VOL. XV, NO. 6
By MELINDA VAUGHN
"Only in America" is a phrase symbolizing our unique and strangely wonderful way of life in the United States. Only in America could we be assured of freedom, education, equal rights for all, well, almost all.
Only in America can a kid grow up with the hope of living through all the agonies of school, waiting and hoping for the final year when he spends most of is time cutting. Only in America can school kids be seen on numerous corners at 8 a.m. waiting for their school bus, which is either off schedule or forgotten them completely.
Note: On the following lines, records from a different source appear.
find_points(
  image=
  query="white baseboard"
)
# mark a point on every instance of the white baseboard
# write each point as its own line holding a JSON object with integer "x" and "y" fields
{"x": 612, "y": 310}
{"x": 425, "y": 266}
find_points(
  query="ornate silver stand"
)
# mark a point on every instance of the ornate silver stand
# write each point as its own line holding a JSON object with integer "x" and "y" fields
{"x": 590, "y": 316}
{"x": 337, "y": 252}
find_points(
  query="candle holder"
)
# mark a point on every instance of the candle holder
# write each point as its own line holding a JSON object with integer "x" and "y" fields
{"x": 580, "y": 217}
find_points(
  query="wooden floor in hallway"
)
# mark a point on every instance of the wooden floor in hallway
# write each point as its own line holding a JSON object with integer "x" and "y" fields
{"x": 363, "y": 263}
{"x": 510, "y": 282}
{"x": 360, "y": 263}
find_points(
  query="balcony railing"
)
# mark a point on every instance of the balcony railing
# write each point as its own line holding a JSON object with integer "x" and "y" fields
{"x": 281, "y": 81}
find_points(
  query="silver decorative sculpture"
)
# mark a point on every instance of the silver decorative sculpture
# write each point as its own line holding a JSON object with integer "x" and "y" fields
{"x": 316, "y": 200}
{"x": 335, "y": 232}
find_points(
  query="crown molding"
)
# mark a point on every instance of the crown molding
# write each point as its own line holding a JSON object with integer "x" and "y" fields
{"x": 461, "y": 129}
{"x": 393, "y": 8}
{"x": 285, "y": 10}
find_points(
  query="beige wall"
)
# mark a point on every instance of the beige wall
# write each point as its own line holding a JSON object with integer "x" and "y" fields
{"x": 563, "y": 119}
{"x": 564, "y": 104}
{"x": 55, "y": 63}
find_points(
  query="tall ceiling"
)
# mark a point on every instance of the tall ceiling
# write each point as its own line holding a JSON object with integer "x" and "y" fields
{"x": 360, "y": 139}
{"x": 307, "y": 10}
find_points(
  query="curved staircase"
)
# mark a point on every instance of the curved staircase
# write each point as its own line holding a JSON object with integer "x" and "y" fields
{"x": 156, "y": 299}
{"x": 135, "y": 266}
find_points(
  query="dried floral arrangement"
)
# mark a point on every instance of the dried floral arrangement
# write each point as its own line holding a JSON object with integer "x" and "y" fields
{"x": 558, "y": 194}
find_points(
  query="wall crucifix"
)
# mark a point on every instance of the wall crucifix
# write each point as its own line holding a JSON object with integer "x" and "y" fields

Only in the prosperous country of America can a kid grow up not fearing hunger, hate or the threat of unequal rights, but fear that their bus schedules have been rerouted without notice again. The big day finally comes; you're in driver's education awaiting the test for your learner's permit. Only in America can you wait 16 years watching your parents drive while you pump your bike and walk endless miles until you're of age to drive, only to have it shaken by the energy crunch.
Only in America can you go through driver's education and two weeks from the end be informed you can't buy gas or go on long trips driving until you're 18. Only in America can students 18 years old be given the right to vote since they've been fighting and laying down their lives for our country in Viet Nam, and then Henry Kissinger pulls us out of the war.
Only in America can a bus company decide whether or not to hold school when there's been a heavy snow. What other country but the United States would change the times around two months early so that the school kids must trudge to school in darkness risking life and limb, lest they be mugged, lost, or hit by a car?
Only in America could high schoolers study Watergate when no one really understands it. Only in America could we run short of everything at once. Well, hurrah for America, land of milk and honey, terribly overpriced, but ours and we're glad of it.